In den meisten Fällen kommt zusätzlich eine Operation am Augenmuskel zum Einsatz. Diese kann dazu dienen, das räumliche Sehen wiederherzustellen, etwa beim sogenannten normosensorischen Spätschielen, einer Erkrankung im Kindesalter, durch die das erst erlernte räumliche Sehen wieder verlernt wird.
Außerdem kann die Augenmuskel-OP sowohl im Kindes- als auch im Erwachsenenalter das Erscheinungsbild verbessern. Lagrèze betont den Wert der OP für die Lebensqualität der Betroffenen: „Nachgewiesenermaßen werden schielende Menschen sozial benachteiligt.“ Die OP sollte nicht vor dem fünften oder sechsten Lebensjahr erfolgen, sagt Joachim Esser, denn das Kind müsse reif genug sein, um konsequent bei den Untersuchungen mitzumachen und seine Brille zu tragen. Der Eingriff selbst sei „vergleichsweise ungefährlich“, so Lagrèze. Nicht selten jedoch sei im weiteren Verlauf eine Nachkorrektur erforderlich, um das gewünschte Ergebnis zu erzielen.

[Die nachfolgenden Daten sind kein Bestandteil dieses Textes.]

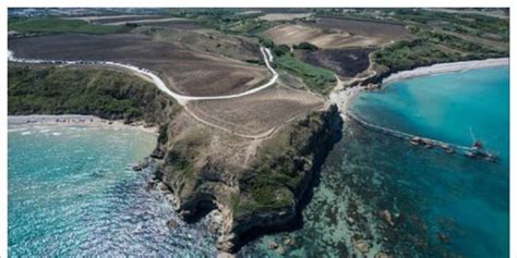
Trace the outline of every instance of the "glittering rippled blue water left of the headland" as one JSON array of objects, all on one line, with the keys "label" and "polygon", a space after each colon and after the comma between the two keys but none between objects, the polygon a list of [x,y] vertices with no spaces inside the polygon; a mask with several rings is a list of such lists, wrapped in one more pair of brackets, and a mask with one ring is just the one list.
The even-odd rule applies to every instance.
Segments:
[{"label": "glittering rippled blue water left of the headland", "polygon": [[151,168],[130,168],[155,143],[136,130],[10,127],[9,255],[214,256],[203,222],[184,224],[144,189]]}]

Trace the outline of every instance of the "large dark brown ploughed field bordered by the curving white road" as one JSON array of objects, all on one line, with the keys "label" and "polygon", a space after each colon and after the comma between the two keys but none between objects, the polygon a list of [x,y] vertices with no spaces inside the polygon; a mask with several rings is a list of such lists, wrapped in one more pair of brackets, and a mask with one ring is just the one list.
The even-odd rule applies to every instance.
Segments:
[{"label": "large dark brown ploughed field bordered by the curving white road", "polygon": [[242,93],[268,76],[260,65],[137,34],[29,37],[10,40],[9,48],[21,58],[131,63],[156,71],[175,90],[191,96]]}]

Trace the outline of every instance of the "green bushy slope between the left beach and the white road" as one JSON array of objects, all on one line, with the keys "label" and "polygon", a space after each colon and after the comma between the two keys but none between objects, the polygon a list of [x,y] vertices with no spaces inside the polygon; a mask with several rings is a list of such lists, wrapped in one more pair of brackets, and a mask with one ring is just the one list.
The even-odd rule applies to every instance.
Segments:
[{"label": "green bushy slope between the left beach and the white road", "polygon": [[179,107],[151,83],[119,71],[10,64],[8,74],[9,114],[94,114],[158,123],[165,109]]}]

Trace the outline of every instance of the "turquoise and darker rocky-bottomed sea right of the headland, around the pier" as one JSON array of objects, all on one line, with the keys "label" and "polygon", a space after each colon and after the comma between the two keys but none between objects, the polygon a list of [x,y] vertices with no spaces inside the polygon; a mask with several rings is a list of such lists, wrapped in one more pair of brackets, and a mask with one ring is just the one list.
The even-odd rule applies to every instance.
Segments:
[{"label": "turquoise and darker rocky-bottomed sea right of the headland, around the pier", "polygon": [[[374,124],[500,153],[491,163],[411,146],[349,121],[321,172],[299,231],[265,236],[242,256],[507,257],[508,67],[412,78],[365,93],[351,111]],[[354,212],[357,210],[357,212]],[[390,225],[383,211],[389,211]],[[350,220],[350,218],[352,220]],[[284,244],[286,238],[294,245]]]}]

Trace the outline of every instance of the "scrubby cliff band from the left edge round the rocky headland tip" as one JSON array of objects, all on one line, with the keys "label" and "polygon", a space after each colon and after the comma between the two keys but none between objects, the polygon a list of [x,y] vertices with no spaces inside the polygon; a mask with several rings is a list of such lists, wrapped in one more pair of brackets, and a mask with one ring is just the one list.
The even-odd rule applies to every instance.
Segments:
[{"label": "scrubby cliff band from the left edge round the rocky headland tip", "polygon": [[8,91],[9,114],[95,114],[160,125],[152,155],[158,177],[187,221],[220,211],[218,248],[230,253],[243,236],[297,219],[341,135],[339,112],[330,106],[286,122],[266,138],[236,136],[196,121],[149,83],[105,67],[10,63]]}]

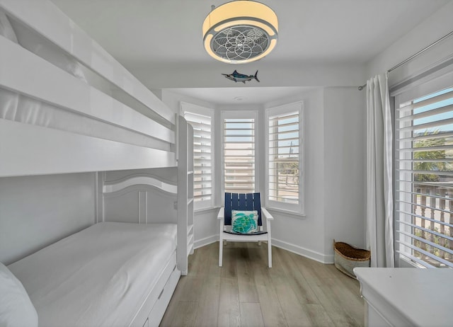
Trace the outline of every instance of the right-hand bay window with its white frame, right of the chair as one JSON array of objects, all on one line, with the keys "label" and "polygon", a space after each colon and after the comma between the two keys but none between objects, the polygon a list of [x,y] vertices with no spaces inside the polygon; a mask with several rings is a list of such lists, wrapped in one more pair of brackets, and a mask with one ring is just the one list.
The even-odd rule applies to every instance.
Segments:
[{"label": "right-hand bay window with its white frame, right of the chair", "polygon": [[268,207],[302,212],[302,103],[267,111]]}]

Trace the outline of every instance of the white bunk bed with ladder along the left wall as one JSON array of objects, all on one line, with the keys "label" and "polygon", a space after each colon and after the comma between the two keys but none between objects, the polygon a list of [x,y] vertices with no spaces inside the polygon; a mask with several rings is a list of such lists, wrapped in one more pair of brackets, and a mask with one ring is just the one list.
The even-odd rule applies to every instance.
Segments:
[{"label": "white bunk bed with ladder along the left wall", "polygon": [[[183,134],[180,142],[178,131]],[[96,176],[93,226],[8,266],[17,274],[25,291],[31,293],[38,319],[45,317],[42,322],[48,326],[159,325],[180,275],[188,272],[188,255],[193,253],[191,135],[191,127],[182,117],[176,118],[159,98],[51,1],[0,0],[0,180],[85,172],[94,172]],[[163,252],[165,259],[157,260],[160,264],[151,273],[141,264],[153,261],[149,258],[152,251],[147,249],[155,248],[156,243],[131,246],[130,251],[139,249],[144,254],[134,260],[134,271],[142,273],[137,273],[137,280],[127,281],[132,286],[122,283],[119,286],[140,289],[138,295],[130,295],[133,300],[124,297],[127,301],[104,305],[98,299],[99,310],[74,321],[74,316],[84,310],[83,305],[77,307],[77,302],[83,304],[87,292],[80,292],[79,299],[66,299],[71,302],[71,312],[52,313],[52,306],[40,300],[45,298],[42,292],[52,293],[50,287],[55,279],[48,278],[50,267],[57,264],[58,258],[87,253],[83,243],[88,241],[84,235],[93,236],[101,226],[112,229],[109,233],[117,233],[118,239],[125,234],[136,238],[131,229],[137,229],[141,239],[166,234],[170,245],[166,245],[168,252]],[[149,236],[161,230],[161,226],[166,226],[164,229],[169,232]],[[177,235],[171,226],[177,226]],[[63,246],[77,239],[79,245]],[[125,239],[122,241],[127,243]],[[105,247],[117,251],[114,243],[106,243]],[[159,243],[165,247],[166,241]],[[56,254],[59,248],[67,248],[69,252]],[[161,251],[154,252],[162,255]],[[105,260],[99,260],[100,256],[108,255],[100,253],[64,262],[65,265],[83,264],[93,271],[100,269],[98,281],[103,277],[109,280],[112,275],[102,270]],[[126,252],[122,254],[128,256]],[[52,258],[56,261],[52,262]],[[46,260],[46,265],[42,265],[42,260]],[[101,267],[91,266],[97,261]],[[2,269],[0,265],[0,278],[4,276]],[[79,290],[89,288],[87,285],[93,282],[103,284],[88,277],[89,269],[88,275],[78,275],[74,280],[73,285],[84,285]],[[132,276],[122,263],[113,269]],[[44,275],[34,275],[40,271]],[[149,278],[144,277],[147,274]],[[66,277],[72,278],[70,274]],[[136,282],[141,286],[137,287]],[[108,285],[105,292],[120,292],[112,288],[112,282],[105,284]],[[58,290],[62,294],[67,291]],[[98,291],[98,294],[104,292]],[[51,302],[58,303],[58,299],[52,298]],[[0,300],[0,322],[1,304]],[[61,310],[59,306],[55,308]],[[103,316],[94,315],[96,312]]]}]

Was hat es mit dem Phänomen Babyschielen auf sich?
as viele Eltern bei ihren Babys feststellen – eine schwankende, nach innen gerichtete Drehbewegung der Augen –, ist nicht unbedingt ein Hinweis auf eine Fehlfunktion. „Das Gehirn muss erst lernen, wann es die Augenmuskeln anweisen soll, die Augenposition zu korrigieren. Und um zu lernen, muss man auch Fehler machen“, sagt Professor Wolf Lagrèze. Gelegentliches Schielen kann mit diesem Prozess in den ersten vier bis sechs Lebensmonaten einhergehen. Etwa 70 Prozent aller Kinder zeigen das sogenannte Babyschielen. Tritt es dauerhaft auf, ist ein Arztbesuch notwendig.